A ciência assume um papel central no processo produtivo. Sua aplicação na indústria, através das inovações tecnológicas, leva à automação da produção material, o que transforma qualitativamente o caráter do trabalho e da classe operária. O tempo socialmente necessário à produção da reprodução da vida material torna-se insignificante diante da colossal produtividade decorrente do desenvolvimento das forças produtivas, uma contradição que passa a comprometer o padrão de acumulação deste modo de produção.

O trabalho de Theotonio dos Santos (1983, 1987) em torno da Revolução Científico-Técnica descreve como a inovação é incorporada no processo de produção de valor, concentrando-se, cada vez mais, nos departamentos de Pesquisa e Design dos monopólios, que se agigantam quando comparados com a pesquisa básica, circunscrita às universidades. Isso se deve ao papel que a ciência vai adquirindo no centro da produção e à dinâmica própria da rotação do capital empregado em inovação.

Paralelamente, a precificação da própria produção científica torna-se um problema candente para a manutenção da apropriação privada do valor fundado no tempo de trabalho, e do reconhecimento deste como o equivalente geral dos intercâmbios da sociedade, em torno do qual orbitam todas as outras medidas de valor. Todavia, o conhecimento humano não pode ser mensurado com base no tempo socialmente necessário para produzi-lo, porque sua reprodução requer um tempo praticamente insignificante. Marx já havia adiantado nas Teorias sobre a mais-valia o argumento que hoje embasa movimentos como o do Software Livre e o do Copyleft:

O produto do trabalho intelectual – a ciência – é sempre muito inferior a seu valor, porque o tempo de trabalho necessário para sua reprodução não guarda proporção alguma com o [trabalho] exigido para sua criação original. Por exemplo, qualquer jovem no colégio pode aprender em uma hora a teoria dos binômios (MARX, 1980, v.1, p. 327, tradução nossa)

Surge daí a batalha pela posse do conhecimento coletivo da humanidade e de sua manipulação através de diferentes formas de controle como as patentes, a desigualdade de condições, a restrição ao acesso de dados, roubo de cérebros, etc.

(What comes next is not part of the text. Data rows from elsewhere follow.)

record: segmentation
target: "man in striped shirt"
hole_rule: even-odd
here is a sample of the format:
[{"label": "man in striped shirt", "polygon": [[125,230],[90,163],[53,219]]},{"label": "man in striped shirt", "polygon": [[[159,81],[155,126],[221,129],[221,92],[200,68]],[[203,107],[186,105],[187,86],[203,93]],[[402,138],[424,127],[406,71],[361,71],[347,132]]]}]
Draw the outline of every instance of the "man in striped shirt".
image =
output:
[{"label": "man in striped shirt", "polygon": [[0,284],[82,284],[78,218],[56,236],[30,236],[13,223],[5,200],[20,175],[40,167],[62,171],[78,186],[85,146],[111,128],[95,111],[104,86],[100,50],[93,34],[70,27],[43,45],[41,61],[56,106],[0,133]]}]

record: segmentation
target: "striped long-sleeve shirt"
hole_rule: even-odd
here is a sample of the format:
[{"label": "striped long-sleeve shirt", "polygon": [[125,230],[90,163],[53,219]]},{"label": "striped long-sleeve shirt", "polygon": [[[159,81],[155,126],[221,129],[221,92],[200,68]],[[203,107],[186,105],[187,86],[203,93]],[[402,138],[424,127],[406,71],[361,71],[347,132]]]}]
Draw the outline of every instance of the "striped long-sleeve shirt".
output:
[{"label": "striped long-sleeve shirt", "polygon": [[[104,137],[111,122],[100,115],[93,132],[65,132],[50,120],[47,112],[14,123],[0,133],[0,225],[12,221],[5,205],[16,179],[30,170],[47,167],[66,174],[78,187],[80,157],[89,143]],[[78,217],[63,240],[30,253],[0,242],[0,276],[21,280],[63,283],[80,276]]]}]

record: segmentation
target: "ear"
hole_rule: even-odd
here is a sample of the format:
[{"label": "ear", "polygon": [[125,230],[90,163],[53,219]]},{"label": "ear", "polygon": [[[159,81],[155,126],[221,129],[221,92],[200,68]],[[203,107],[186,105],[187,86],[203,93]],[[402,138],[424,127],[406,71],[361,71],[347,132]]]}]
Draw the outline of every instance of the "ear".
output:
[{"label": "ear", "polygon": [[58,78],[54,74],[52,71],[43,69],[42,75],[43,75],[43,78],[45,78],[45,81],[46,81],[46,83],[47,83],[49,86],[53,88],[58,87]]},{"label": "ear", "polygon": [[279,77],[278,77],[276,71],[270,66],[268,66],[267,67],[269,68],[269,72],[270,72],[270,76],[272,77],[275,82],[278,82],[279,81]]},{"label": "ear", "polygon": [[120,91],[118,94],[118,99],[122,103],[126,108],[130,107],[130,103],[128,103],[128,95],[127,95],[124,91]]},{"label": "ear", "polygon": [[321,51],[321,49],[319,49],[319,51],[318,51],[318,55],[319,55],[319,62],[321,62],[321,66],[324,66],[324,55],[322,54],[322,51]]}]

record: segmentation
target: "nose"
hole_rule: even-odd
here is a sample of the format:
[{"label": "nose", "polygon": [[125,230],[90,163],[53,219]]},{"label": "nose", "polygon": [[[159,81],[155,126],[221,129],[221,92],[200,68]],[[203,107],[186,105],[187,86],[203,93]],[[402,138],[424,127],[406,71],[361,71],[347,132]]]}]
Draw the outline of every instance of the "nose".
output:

Podemos afirmar que, paulatinamente, a ciência se embrenhou da lógica da reprodução do capital, da sua reprodução como valor e da apropriação da criação alheia através da fraude. Estabeleceu-se o contrato de servidão da ciência ao sistema do capital, algo análogo ao risco para o qual Francis Bacon alertara em sua obra O progresso do conhecimento, de 1605. Aí já aparece claramente a ideia de que os interesses dos detentores da ciência condicionam sua produção, conduzindo-a ao erro:

Porque, tal e como agora se transmitem os conhecimentos, há uma espécie de contrato de erro entre o transmissor e o receptor: pois o que transmite conhecimento deseja fazê-lo da maneira que seja mais bem acreditado, e não mais bem examinado; e o que o recebe, mais deseja satisfação imediata que indagação antecipada, e assim antes não duvidar que não errar, fazendo o afã de glória com que o autor não descubra sua fraqueza, e a indolência com que o discípulo não conheça sua força (BACON, 2007. p. 203).